Comment s'approprier certains éléments du programme

Freins identifiés par la structure, et comment les éviter ou les réduire

Difficultés des professionnels à mobiliser les publics

Complexité de la mobilisation. Comme souvent, les acteurs rencontrent des difficultés à recruter des habitants ou à maintenir la mobilisation sur le long terme : les habitants déménagent ou ne sont plus disponibles, les priorités changent, etc.
Dans le cadre scolaire, les professionnels éprouvent les mêmes difficultés. Il s’agit très souvent d’un même petit nombre de parents très investis qui s’engagent.
Par ailleurs, la grande majorité des habitants mobilisés sont des femmes, la coopérative d’acteurs peinant à recruter des hommes.

Les leviers pour mobiliser les habitants : réseaux sociaux, conditions d’accueil, convivialité, posture des animateurs, communication à différents niveaux…

Voir le paragraphe consacré aux leviers de mobilisation – page 13

Impact de la crise sanitaire et des mesures politiques

Temps important consacré à d’autres sujets que la nutrition. Au vu du contexte sanitaire, le besoin de communiquer et de lutter contre l’isolement social est devenu très important. La nutrition n’était plus une priorité. Le climat d’inquiétude et d’anxiété a encouragé les professionnels à se recentrer sur la Covid-19 et à prendre des nouvelles des habitants et de leurs proches, à répondre à leurs besoins et à les informer. Les professionnels, notamment les 2 services civiques, n’étaient pas préparés à cette situation.
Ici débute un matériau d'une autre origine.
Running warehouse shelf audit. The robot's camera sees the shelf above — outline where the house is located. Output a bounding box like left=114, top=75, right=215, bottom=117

Les professionnels se sont adaptés et ont essayé de comprendre les réalités de terrain.
Pour les 2 volontaires en service civique, cela est devenu une expérience enrichissante. Malgré le fait qu’elles se soient senties impuissantes dans certaines situations, l’enjeu a été de garder le lien, de rester à l’écoute et de poster du contenu.
A la DDARS95, une stagiaire en master II nutrition humaine et santé publique a été recrutée pendant la crise sanitaire et a appuyé à distance le Pôle Ressources.

Le groupe WhatsApp et la page Facebook ont permis de garder le lien et de répondre aux inquiétudes des habitants. Cela a permis de rester au plus près du terrain malgré l’impossibilité d’être proche physiquement.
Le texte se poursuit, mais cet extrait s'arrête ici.